Keith: I apologize if this last question seems at all indelicate, but Mr. Obama's reply, "I promised Teddy" - will the President be able to deliver on that promise, or are we just going to end up with some sort of obscene bill, that, even if it is named after Senator Kennedy, just funnels more money to the insurance companies.
Sen. Sanders: Well, I think that all of us - those of us in the Congress and the American people - have got to stand tall right now - we need strong a strong grass roots effort to put steel into the backs of many of the members of Congress to have the guts to stand up to the insurance companies, the drug companies and the people who make billions off of healthcare, and finally say that every person in this country is going to receive quality healthcare and, in the process, save billions of dollars. We can do it, if we have the courage, and now is the time.
My Commentary: I've heard Senator Sanders make the case that we have 60 Democratic votes, and that every Democrat should vote for cloture - and I've agreed with him every time I heard him advocate the Democrats go that route. This time he made the same argument, but without Senator Kennedy we no longer have 60 votes.
In regards to the possibility of appointing an interim Senator until a special election can be held in 5 months, Keith said, "there seems to be reactions from the Boston and other newspapers in MA that Governor Patrick is attending to this and seems to have the support of the state legislature".
Let's hope we can get someone in to fill Senator Kennedy's seat and restore the Democrats 60-seat filibuster proof majority as soon as possible. Or that, to honor Senator Kennedy, some Republicans agree to vote to end the filibuster.
My opinion is that the MA legislature should change the law to allow the Governor to appoint an interim Senator until a special election can be held. If not, it will be at least 145 days (according to current MA law) until another senator can be seated.
I wasn't aware of this provision in MA law before, but, after reading up on the matter, it appears to have been a very bad idea. The law was changed in 2004 to prevent then Governor Mitt Romney from selecting an interim Senator if John Kerry were elected president. If John Kerry had won (which he would have, if not for the Republican theft of Ohio), Governor Romney's selection would have only been temporary. Now this decision could have some serious implications. Certainly some will cry foul if the Democrats, who changed the law only 4 years ago, change it again to benefit themselves.

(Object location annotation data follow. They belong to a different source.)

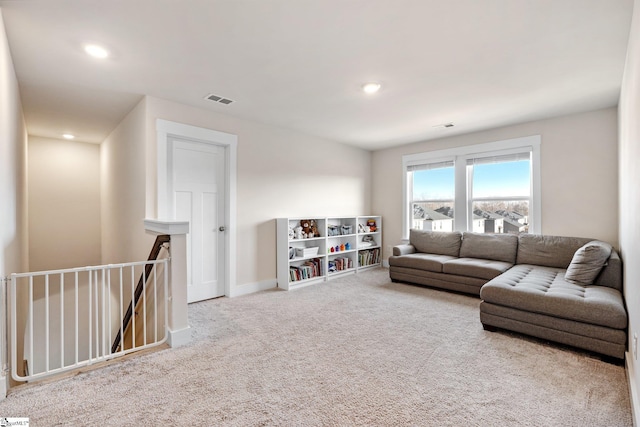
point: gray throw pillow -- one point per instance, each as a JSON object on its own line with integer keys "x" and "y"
{"x": 587, "y": 262}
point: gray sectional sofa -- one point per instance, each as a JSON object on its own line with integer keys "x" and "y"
{"x": 563, "y": 289}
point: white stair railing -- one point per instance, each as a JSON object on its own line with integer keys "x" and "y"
{"x": 73, "y": 315}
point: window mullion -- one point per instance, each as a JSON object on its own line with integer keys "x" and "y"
{"x": 460, "y": 205}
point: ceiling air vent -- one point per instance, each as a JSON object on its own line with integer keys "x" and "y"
{"x": 216, "y": 98}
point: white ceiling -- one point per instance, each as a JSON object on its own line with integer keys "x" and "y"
{"x": 300, "y": 64}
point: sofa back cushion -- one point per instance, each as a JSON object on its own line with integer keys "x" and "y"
{"x": 548, "y": 251}
{"x": 497, "y": 247}
{"x": 587, "y": 262}
{"x": 435, "y": 242}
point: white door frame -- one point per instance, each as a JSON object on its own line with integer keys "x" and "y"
{"x": 167, "y": 130}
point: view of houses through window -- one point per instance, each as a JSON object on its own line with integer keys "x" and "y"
{"x": 498, "y": 194}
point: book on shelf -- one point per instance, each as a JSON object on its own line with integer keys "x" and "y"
{"x": 369, "y": 257}
{"x": 307, "y": 270}
{"x": 340, "y": 264}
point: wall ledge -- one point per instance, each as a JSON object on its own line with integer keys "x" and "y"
{"x": 166, "y": 227}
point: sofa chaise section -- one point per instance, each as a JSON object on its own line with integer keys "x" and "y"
{"x": 538, "y": 300}
{"x": 543, "y": 286}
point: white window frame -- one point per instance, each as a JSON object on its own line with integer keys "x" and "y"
{"x": 462, "y": 221}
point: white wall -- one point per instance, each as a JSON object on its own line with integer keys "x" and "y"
{"x": 13, "y": 175}
{"x": 579, "y": 167}
{"x": 280, "y": 173}
{"x": 122, "y": 170}
{"x": 630, "y": 196}
{"x": 64, "y": 204}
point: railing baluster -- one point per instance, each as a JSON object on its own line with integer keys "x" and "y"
{"x": 77, "y": 309}
{"x": 144, "y": 306}
{"x": 133, "y": 314}
{"x": 31, "y": 342}
{"x": 155, "y": 306}
{"x": 46, "y": 322}
{"x": 99, "y": 307}
{"x": 97, "y": 314}
{"x": 62, "y": 320}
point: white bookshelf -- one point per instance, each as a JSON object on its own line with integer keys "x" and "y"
{"x": 342, "y": 248}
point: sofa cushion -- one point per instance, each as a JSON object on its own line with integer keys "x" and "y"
{"x": 420, "y": 261}
{"x": 499, "y": 247}
{"x": 548, "y": 251}
{"x": 587, "y": 262}
{"x": 435, "y": 242}
{"x": 474, "y": 267}
{"x": 544, "y": 290}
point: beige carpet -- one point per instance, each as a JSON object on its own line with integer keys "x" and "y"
{"x": 355, "y": 351}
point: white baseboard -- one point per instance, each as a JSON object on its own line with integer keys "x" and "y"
{"x": 180, "y": 337}
{"x": 250, "y": 288}
{"x": 633, "y": 390}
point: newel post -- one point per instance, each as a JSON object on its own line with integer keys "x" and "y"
{"x": 179, "y": 330}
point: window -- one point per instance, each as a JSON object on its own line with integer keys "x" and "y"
{"x": 486, "y": 188}
{"x": 433, "y": 195}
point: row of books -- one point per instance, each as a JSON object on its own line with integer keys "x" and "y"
{"x": 339, "y": 264}
{"x": 308, "y": 270}
{"x": 369, "y": 257}
{"x": 339, "y": 230}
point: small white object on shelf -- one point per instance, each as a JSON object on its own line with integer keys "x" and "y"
{"x": 306, "y": 252}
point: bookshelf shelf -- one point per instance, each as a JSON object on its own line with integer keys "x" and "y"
{"x": 345, "y": 245}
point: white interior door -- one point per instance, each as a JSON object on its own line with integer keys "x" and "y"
{"x": 197, "y": 192}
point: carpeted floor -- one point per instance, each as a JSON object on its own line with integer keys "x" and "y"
{"x": 359, "y": 350}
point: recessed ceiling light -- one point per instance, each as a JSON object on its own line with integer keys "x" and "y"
{"x": 371, "y": 88}
{"x": 96, "y": 51}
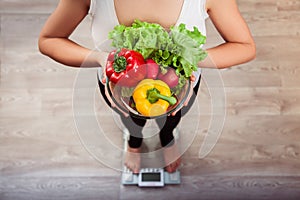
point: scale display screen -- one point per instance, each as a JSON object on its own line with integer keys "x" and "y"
{"x": 150, "y": 177}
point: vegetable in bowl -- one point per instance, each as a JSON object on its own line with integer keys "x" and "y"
{"x": 168, "y": 57}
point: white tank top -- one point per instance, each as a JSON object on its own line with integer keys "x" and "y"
{"x": 104, "y": 19}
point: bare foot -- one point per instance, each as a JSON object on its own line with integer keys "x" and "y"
{"x": 172, "y": 158}
{"x": 133, "y": 159}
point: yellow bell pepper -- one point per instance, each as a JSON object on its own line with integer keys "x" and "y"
{"x": 152, "y": 97}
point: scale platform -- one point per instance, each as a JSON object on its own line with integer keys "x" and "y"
{"x": 149, "y": 176}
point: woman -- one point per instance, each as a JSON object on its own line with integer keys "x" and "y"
{"x": 238, "y": 47}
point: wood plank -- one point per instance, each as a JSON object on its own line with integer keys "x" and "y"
{"x": 288, "y": 5}
{"x": 226, "y": 187}
{"x": 266, "y": 23}
{"x": 77, "y": 188}
{"x": 28, "y": 6}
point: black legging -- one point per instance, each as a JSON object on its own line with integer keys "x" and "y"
{"x": 166, "y": 124}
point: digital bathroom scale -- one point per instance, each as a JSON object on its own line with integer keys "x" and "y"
{"x": 148, "y": 177}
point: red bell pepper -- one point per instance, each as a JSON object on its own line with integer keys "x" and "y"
{"x": 125, "y": 67}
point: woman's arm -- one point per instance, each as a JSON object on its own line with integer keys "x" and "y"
{"x": 54, "y": 38}
{"x": 239, "y": 46}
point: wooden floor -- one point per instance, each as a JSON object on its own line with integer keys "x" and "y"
{"x": 256, "y": 157}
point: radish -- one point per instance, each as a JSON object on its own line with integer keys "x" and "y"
{"x": 169, "y": 78}
{"x": 152, "y": 69}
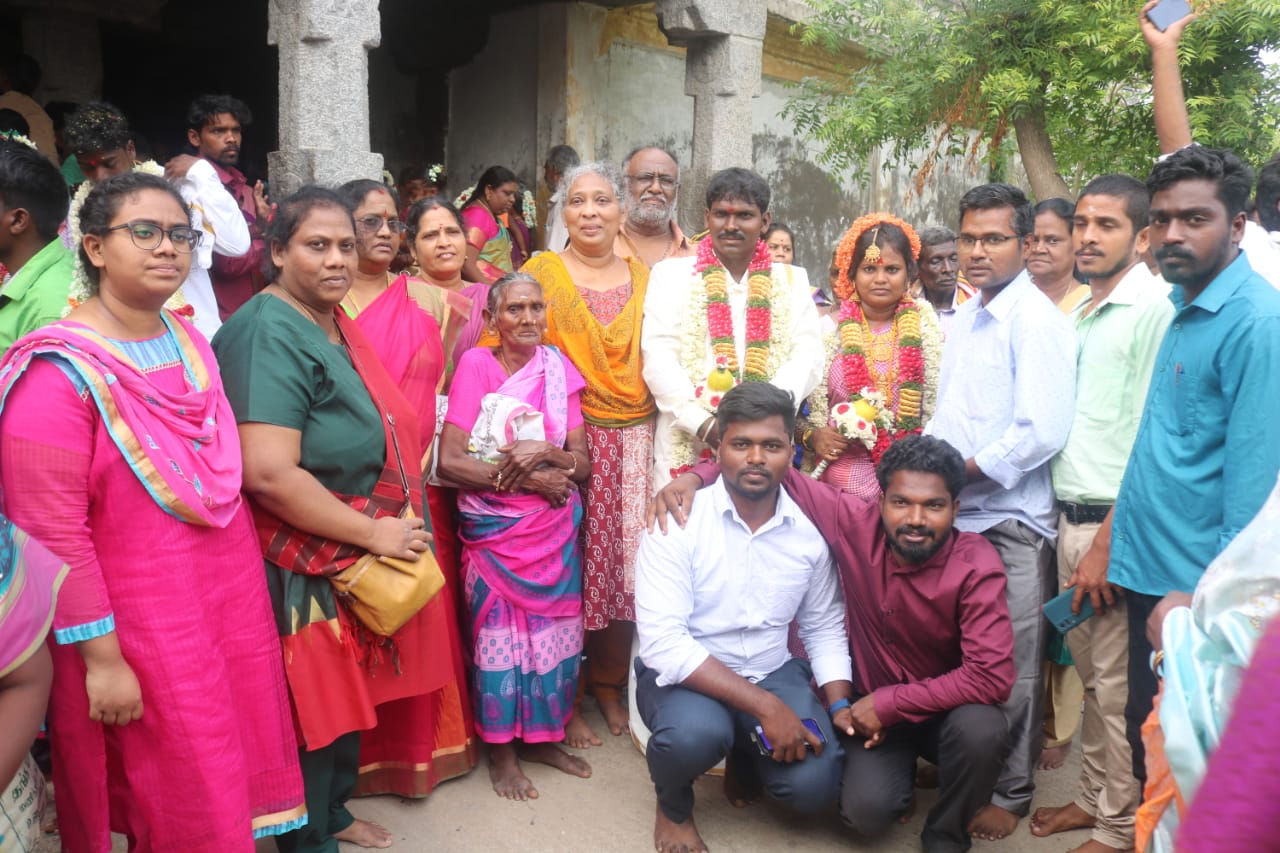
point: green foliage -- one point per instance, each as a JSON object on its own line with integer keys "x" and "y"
{"x": 950, "y": 76}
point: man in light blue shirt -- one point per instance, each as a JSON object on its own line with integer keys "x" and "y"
{"x": 713, "y": 603}
{"x": 1207, "y": 448}
{"x": 1005, "y": 401}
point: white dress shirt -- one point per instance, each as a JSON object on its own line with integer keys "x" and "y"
{"x": 662, "y": 340}
{"x": 215, "y": 213}
{"x": 716, "y": 589}
{"x": 1006, "y": 398}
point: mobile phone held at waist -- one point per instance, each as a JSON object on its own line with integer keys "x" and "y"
{"x": 1057, "y": 611}
{"x": 766, "y": 748}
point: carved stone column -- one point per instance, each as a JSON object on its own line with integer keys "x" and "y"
{"x": 725, "y": 44}
{"x": 324, "y": 91}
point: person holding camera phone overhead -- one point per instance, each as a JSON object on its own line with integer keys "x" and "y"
{"x": 929, "y": 632}
{"x": 713, "y": 602}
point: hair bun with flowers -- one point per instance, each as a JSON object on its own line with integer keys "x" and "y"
{"x": 845, "y": 250}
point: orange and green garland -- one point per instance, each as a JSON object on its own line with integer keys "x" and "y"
{"x": 759, "y": 315}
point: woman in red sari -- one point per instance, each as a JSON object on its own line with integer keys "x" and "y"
{"x": 425, "y": 739}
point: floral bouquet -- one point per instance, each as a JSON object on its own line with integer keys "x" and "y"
{"x": 718, "y": 382}
{"x": 860, "y": 419}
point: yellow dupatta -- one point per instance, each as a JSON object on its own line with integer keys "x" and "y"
{"x": 608, "y": 356}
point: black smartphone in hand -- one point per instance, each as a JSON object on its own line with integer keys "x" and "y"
{"x": 1057, "y": 611}
{"x": 766, "y": 748}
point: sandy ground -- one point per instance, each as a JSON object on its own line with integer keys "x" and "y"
{"x": 613, "y": 811}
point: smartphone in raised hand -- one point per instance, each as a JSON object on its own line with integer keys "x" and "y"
{"x": 1165, "y": 13}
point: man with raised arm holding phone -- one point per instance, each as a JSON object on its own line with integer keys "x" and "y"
{"x": 929, "y": 632}
{"x": 713, "y": 602}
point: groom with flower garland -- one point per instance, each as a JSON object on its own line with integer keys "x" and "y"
{"x": 725, "y": 316}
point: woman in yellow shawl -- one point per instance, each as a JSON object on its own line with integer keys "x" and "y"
{"x": 594, "y": 301}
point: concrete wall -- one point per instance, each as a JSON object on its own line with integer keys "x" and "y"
{"x": 493, "y": 104}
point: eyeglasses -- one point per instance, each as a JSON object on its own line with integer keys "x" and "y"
{"x": 990, "y": 241}
{"x": 147, "y": 236}
{"x": 645, "y": 178}
{"x": 373, "y": 224}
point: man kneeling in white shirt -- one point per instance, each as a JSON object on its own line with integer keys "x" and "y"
{"x": 713, "y": 603}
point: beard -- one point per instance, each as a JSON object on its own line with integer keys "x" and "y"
{"x": 650, "y": 214}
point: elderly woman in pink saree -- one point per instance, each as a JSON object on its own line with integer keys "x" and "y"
{"x": 118, "y": 451}
{"x": 515, "y": 443}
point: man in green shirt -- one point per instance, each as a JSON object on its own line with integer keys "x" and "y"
{"x": 1118, "y": 328}
{"x": 32, "y": 205}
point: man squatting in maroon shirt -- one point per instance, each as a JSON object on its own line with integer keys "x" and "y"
{"x": 929, "y": 637}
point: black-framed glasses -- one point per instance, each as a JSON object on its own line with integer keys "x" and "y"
{"x": 373, "y": 224}
{"x": 147, "y": 236}
{"x": 645, "y": 178}
{"x": 990, "y": 241}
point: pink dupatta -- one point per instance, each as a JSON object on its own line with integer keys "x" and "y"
{"x": 407, "y": 342}
{"x": 173, "y": 442}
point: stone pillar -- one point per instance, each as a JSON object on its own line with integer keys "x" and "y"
{"x": 725, "y": 44}
{"x": 324, "y": 91}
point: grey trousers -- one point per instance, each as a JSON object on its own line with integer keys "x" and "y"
{"x": 693, "y": 731}
{"x": 1028, "y": 557}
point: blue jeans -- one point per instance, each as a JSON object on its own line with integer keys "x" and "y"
{"x": 691, "y": 733}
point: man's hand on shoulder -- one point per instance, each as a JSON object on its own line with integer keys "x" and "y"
{"x": 673, "y": 500}
{"x": 865, "y": 723}
{"x": 178, "y": 167}
{"x": 787, "y": 734}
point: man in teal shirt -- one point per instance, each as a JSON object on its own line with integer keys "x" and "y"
{"x": 1208, "y": 445}
{"x": 32, "y": 205}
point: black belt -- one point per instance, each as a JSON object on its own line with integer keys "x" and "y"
{"x": 1084, "y": 512}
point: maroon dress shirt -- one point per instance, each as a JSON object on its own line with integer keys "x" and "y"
{"x": 237, "y": 279}
{"x": 923, "y": 639}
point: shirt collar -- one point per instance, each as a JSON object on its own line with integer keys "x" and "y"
{"x": 1008, "y": 299}
{"x": 227, "y": 174}
{"x": 1219, "y": 291}
{"x": 784, "y": 512}
{"x": 21, "y": 282}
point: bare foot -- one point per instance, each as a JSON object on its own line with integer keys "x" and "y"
{"x": 1054, "y": 757}
{"x": 1050, "y": 820}
{"x": 508, "y": 779}
{"x": 1098, "y": 847}
{"x": 552, "y": 756}
{"x": 670, "y": 836}
{"x": 927, "y": 776}
{"x": 366, "y": 834}
{"x": 616, "y": 715}
{"x": 992, "y": 822}
{"x": 579, "y": 734}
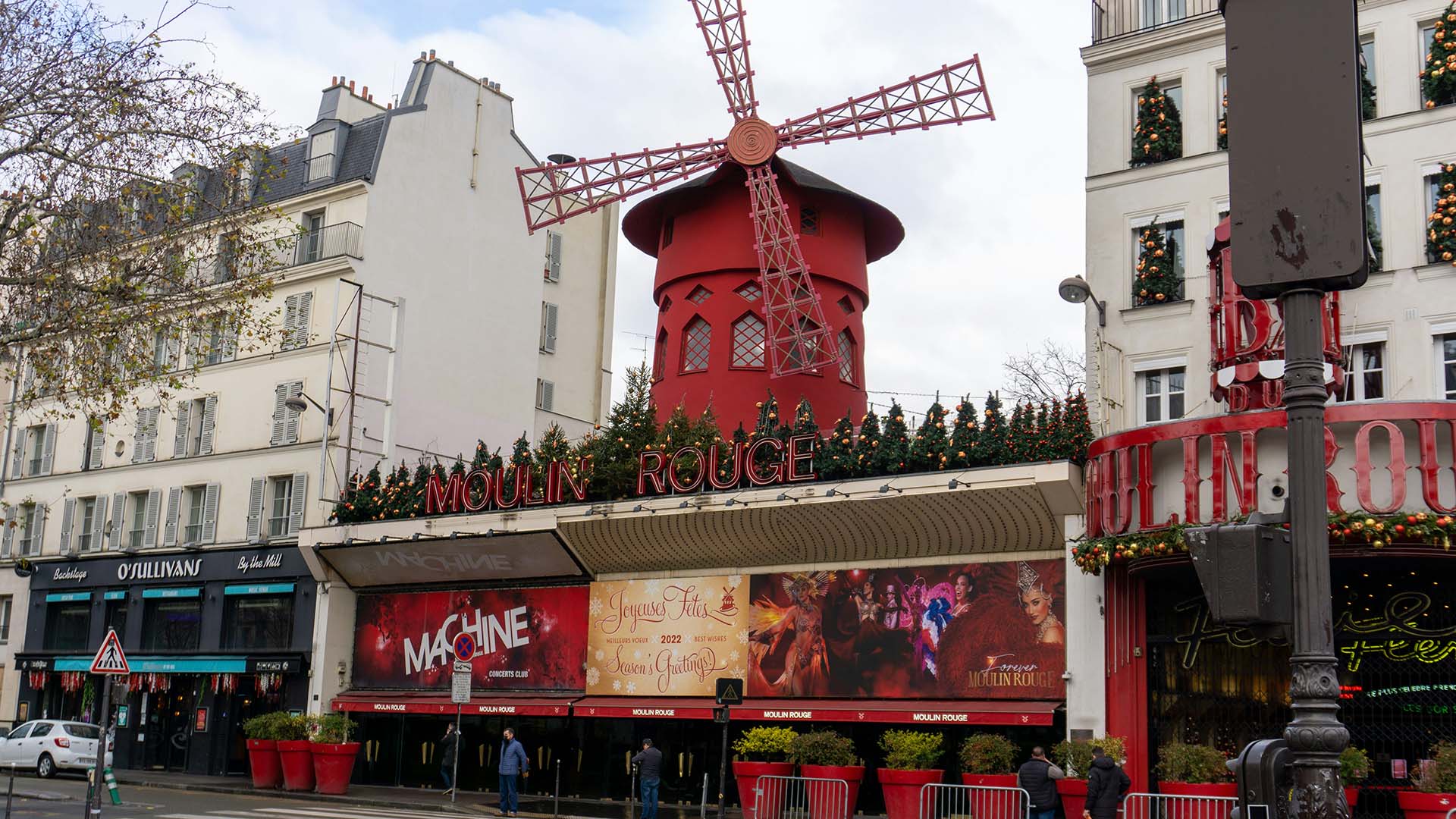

It may not be good form, but I think we need to do what is necessary to insure health care legislation is passed. The Governor says he will sign a bill. Republicans only hold 10 percent of the MA Congressional seats. A mistake was made, but that shouldn't mean we allow Republican obstructionism to prevail. People are getting sick of Republican obstructionism. According to a recent CBS News/New York Times poll 72 percent of the American people want a public option.
If the Democrats fail to give the American people the change they voted for when they elected Barack Obama there will be consequences in 2010. According to a July 15th Huffington Post article, it is the "blue dog" Democrats in the House that will most likely lose seats if healthcare insurance reform fails - whether "failure" means no bill or a obscene Republican-compromised bill that funnels more money to the insurance companies. That being the case, WHY are the "blue dogs" not on board?